As the PM was walking by I casually said "Your' problem is there" and pointed at the bearing. I didn't say anything more.
They kept working on the machine trying everything for a couple hours. Finally he pulled out a laser thermometer and saw the difference in temps.
It was end of day when he did that.
The next day they fired up the press and it did the same thing. He had already read the temps on the bearings so he had his baseline. After 20 minutes of running, the motor popped. He scanned that bearing and, sure enough, it was 60 degrees hotter.
He ended up pulling the bearing and cleaning up all the scoring. The main shaft was OK.
Right before he put it back in I walked by and casually said "Clean out the oil port or You'll be doing this again tomorrow."
Sure enough, the oil port was clogged.
Again, there was never a "thank you" but after that we had an understanding.
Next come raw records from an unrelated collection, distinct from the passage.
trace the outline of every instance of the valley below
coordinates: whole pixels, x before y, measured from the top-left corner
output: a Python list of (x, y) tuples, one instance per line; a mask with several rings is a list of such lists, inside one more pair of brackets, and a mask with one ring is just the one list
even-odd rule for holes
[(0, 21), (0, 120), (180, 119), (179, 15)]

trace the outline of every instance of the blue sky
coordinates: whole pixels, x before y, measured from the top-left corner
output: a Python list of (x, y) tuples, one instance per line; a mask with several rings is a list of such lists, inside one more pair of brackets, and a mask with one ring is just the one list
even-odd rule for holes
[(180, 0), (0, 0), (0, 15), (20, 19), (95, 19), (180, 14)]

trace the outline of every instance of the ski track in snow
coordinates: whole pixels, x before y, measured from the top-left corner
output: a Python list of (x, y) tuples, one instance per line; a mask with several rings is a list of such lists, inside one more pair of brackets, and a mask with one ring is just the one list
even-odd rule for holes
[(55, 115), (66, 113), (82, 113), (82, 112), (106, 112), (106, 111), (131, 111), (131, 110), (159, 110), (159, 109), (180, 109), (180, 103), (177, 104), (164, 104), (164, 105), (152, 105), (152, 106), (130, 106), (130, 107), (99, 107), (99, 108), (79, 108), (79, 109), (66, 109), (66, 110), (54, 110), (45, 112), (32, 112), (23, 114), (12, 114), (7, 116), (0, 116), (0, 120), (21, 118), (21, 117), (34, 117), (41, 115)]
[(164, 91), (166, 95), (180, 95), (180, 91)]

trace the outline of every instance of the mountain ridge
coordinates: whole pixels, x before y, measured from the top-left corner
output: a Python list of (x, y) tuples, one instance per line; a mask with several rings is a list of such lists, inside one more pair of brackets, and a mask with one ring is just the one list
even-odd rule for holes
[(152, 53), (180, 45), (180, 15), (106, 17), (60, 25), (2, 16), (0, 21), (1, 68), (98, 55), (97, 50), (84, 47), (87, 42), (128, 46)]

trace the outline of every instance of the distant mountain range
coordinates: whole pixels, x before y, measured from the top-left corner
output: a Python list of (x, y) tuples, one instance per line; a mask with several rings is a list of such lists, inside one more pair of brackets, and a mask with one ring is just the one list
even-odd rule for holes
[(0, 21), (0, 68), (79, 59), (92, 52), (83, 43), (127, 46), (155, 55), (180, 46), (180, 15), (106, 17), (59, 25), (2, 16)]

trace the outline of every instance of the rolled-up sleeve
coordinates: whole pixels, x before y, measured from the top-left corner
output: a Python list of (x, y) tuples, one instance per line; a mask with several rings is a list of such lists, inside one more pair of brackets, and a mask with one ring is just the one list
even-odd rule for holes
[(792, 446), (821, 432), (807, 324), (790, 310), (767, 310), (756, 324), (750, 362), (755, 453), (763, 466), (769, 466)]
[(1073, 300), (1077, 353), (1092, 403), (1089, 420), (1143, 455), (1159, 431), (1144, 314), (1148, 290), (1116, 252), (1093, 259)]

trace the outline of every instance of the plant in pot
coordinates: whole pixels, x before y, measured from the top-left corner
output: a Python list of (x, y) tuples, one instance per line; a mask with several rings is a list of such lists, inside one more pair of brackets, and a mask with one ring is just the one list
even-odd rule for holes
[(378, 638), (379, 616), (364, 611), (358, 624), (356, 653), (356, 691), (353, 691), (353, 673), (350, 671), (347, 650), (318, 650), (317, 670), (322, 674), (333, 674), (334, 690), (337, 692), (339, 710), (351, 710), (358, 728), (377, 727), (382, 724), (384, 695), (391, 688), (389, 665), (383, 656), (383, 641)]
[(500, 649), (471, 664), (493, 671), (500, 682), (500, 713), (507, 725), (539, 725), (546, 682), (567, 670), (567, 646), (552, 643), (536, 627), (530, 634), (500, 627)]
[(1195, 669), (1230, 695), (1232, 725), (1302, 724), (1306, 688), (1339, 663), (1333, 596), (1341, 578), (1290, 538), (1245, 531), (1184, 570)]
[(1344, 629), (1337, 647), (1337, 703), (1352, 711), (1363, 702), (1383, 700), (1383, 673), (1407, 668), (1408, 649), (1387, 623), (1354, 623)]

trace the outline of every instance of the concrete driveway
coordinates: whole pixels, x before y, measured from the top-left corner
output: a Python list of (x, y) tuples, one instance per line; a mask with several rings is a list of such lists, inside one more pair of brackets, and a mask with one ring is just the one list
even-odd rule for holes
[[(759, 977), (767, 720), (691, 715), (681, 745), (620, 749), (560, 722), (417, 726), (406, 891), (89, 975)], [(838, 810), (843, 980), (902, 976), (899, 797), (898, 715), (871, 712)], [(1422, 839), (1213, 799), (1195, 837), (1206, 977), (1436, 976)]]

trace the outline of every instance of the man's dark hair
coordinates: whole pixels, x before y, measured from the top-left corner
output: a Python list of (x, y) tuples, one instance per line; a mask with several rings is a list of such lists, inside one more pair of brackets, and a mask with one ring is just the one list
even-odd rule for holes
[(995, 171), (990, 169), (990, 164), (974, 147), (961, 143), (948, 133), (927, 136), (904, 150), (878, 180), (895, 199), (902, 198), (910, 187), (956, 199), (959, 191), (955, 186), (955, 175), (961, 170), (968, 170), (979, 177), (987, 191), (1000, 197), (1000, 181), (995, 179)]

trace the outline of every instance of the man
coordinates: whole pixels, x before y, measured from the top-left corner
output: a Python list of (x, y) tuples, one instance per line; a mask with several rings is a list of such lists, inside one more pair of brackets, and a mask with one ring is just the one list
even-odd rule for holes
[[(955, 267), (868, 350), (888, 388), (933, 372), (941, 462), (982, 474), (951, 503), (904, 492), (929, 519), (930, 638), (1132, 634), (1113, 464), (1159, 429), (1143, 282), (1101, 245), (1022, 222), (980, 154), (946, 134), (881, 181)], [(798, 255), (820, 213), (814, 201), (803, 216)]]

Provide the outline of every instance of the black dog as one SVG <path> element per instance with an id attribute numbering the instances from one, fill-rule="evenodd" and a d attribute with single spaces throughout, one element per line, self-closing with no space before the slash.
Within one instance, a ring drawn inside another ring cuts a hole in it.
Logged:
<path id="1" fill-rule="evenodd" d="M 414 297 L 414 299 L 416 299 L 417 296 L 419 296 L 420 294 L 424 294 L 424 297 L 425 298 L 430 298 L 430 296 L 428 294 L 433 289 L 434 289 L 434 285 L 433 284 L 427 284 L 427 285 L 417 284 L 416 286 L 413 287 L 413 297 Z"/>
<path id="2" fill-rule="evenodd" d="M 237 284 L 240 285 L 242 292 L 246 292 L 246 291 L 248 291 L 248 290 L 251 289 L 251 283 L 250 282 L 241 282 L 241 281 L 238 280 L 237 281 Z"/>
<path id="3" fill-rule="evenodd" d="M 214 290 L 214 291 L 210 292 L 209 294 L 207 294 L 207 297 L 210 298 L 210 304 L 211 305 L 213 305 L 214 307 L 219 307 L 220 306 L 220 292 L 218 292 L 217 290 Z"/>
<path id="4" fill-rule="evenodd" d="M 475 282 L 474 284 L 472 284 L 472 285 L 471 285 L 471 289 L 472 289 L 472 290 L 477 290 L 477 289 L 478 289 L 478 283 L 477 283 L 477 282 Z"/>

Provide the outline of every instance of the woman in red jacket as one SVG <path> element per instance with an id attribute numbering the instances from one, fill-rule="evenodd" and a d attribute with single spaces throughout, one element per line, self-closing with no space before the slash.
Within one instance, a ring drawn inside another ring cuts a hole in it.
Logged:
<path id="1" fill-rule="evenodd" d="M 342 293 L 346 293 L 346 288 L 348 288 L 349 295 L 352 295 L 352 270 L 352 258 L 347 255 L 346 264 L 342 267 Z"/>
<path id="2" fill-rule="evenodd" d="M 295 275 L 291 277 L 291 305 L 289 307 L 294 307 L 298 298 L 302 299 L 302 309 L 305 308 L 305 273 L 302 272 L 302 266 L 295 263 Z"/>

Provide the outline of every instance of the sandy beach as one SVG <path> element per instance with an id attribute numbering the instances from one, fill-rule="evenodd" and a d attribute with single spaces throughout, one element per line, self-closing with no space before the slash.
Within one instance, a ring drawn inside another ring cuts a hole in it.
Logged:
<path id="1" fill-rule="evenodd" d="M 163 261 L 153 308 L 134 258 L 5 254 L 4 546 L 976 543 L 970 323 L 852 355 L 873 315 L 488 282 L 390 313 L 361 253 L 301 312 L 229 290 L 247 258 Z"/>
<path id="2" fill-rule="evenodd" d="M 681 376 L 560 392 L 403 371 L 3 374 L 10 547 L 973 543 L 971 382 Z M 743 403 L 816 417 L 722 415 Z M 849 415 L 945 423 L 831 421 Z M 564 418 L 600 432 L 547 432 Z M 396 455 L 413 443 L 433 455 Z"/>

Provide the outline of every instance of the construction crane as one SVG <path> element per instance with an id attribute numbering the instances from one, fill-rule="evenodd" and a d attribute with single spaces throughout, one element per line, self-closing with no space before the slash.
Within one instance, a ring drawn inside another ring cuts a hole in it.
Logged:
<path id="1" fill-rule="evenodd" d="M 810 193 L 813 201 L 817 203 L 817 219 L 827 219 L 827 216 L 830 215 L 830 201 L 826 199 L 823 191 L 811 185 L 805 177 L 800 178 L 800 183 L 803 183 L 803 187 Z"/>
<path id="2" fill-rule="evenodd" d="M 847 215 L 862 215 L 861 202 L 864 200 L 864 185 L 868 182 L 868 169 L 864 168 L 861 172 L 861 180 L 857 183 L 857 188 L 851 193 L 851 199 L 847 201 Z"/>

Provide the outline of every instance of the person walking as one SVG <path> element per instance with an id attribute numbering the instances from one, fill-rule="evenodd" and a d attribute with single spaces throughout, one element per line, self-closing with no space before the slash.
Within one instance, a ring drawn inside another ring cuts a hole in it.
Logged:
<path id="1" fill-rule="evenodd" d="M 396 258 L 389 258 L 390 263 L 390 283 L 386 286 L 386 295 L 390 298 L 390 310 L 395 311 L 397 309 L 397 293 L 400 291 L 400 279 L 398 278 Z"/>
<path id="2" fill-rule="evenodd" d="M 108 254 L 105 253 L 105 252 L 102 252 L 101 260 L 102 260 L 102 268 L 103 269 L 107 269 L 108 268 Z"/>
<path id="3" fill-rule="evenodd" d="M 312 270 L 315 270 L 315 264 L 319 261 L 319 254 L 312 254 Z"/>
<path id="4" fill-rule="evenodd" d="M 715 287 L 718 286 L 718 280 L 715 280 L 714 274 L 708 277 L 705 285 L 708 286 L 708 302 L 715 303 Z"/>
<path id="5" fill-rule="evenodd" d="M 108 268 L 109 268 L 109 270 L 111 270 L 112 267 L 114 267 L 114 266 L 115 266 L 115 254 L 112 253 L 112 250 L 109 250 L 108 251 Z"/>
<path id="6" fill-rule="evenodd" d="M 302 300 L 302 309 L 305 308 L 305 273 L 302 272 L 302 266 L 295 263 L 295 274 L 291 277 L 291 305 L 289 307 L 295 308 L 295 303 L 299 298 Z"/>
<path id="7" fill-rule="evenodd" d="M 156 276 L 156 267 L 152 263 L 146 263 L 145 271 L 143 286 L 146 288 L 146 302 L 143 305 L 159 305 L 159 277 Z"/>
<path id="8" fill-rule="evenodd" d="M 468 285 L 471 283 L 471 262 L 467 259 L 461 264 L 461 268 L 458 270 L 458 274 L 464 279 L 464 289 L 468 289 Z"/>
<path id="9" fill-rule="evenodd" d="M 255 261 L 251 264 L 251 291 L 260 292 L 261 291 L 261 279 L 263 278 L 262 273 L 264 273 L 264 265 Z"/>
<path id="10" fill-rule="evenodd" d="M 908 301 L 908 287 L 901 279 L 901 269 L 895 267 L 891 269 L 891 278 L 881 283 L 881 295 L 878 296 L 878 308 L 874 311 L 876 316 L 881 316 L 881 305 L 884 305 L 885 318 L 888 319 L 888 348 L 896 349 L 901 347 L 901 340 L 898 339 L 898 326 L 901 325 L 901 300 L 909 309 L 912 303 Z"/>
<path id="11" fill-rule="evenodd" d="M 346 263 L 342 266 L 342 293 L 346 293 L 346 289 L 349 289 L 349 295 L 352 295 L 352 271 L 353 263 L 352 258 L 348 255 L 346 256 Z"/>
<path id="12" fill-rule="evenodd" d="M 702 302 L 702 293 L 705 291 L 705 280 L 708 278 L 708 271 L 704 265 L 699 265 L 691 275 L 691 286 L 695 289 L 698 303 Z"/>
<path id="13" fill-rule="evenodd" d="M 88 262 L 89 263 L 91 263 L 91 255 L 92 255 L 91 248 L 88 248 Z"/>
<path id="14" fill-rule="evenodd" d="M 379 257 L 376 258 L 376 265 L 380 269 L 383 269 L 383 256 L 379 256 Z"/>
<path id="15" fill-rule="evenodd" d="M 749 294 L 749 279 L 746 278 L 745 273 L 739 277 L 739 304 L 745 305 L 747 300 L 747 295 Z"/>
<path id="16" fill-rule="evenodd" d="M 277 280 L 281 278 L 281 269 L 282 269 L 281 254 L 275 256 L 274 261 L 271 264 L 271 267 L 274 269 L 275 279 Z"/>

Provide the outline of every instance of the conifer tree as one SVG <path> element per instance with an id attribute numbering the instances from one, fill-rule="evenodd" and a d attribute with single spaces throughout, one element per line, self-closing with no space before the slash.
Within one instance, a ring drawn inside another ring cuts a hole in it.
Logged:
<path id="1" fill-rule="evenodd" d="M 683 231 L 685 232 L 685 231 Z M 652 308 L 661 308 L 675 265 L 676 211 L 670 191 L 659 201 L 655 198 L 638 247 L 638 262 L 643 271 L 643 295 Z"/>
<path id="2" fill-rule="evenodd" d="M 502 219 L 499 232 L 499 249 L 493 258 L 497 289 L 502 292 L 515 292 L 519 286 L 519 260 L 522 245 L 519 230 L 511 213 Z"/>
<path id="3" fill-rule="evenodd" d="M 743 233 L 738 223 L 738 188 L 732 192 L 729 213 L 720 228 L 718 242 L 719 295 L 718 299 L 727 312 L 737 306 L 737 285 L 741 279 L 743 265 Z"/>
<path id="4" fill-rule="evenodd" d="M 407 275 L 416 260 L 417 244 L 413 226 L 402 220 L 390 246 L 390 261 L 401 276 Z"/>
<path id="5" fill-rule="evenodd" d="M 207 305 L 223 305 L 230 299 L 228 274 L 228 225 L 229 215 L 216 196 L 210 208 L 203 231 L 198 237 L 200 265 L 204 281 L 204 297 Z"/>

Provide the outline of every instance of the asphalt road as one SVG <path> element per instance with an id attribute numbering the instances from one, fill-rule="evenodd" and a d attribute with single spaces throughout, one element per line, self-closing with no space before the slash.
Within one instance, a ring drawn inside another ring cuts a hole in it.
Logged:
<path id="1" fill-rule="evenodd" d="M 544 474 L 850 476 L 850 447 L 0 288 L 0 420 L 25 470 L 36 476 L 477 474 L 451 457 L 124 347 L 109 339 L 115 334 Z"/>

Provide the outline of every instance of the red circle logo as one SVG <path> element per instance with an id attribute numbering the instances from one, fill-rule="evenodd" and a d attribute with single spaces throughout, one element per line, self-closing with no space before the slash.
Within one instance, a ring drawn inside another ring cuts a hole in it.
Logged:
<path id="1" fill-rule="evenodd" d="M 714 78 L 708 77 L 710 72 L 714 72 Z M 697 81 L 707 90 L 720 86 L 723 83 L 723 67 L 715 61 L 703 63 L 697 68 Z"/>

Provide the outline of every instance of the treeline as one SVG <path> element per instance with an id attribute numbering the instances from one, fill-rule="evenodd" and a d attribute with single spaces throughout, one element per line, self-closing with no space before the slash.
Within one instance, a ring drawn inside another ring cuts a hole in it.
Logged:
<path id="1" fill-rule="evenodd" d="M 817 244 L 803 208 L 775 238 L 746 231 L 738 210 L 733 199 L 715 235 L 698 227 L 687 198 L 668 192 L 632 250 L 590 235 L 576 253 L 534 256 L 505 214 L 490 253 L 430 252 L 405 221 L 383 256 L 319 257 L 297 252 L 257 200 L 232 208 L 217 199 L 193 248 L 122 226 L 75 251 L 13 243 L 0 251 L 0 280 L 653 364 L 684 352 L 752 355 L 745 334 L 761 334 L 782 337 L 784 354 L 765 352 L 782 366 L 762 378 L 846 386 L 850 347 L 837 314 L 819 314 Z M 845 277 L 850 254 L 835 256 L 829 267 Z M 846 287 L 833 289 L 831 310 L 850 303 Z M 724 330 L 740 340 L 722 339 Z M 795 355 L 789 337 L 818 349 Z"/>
If I saw something, I'd casually say something and he'd look at it.
Another part of the understanding as if I was working on something it was because someone wanted it done "my way" and not his way.
And the other part of the understanding was if he screwed something up, and I fixed it, I wouldn't say a thing. It happened more times than I can remember.
He wasn't a bad guy. He just had a different personality. He'd, literally, give you the shirt off his back an hour after making you feel like he hated your guts. RIP!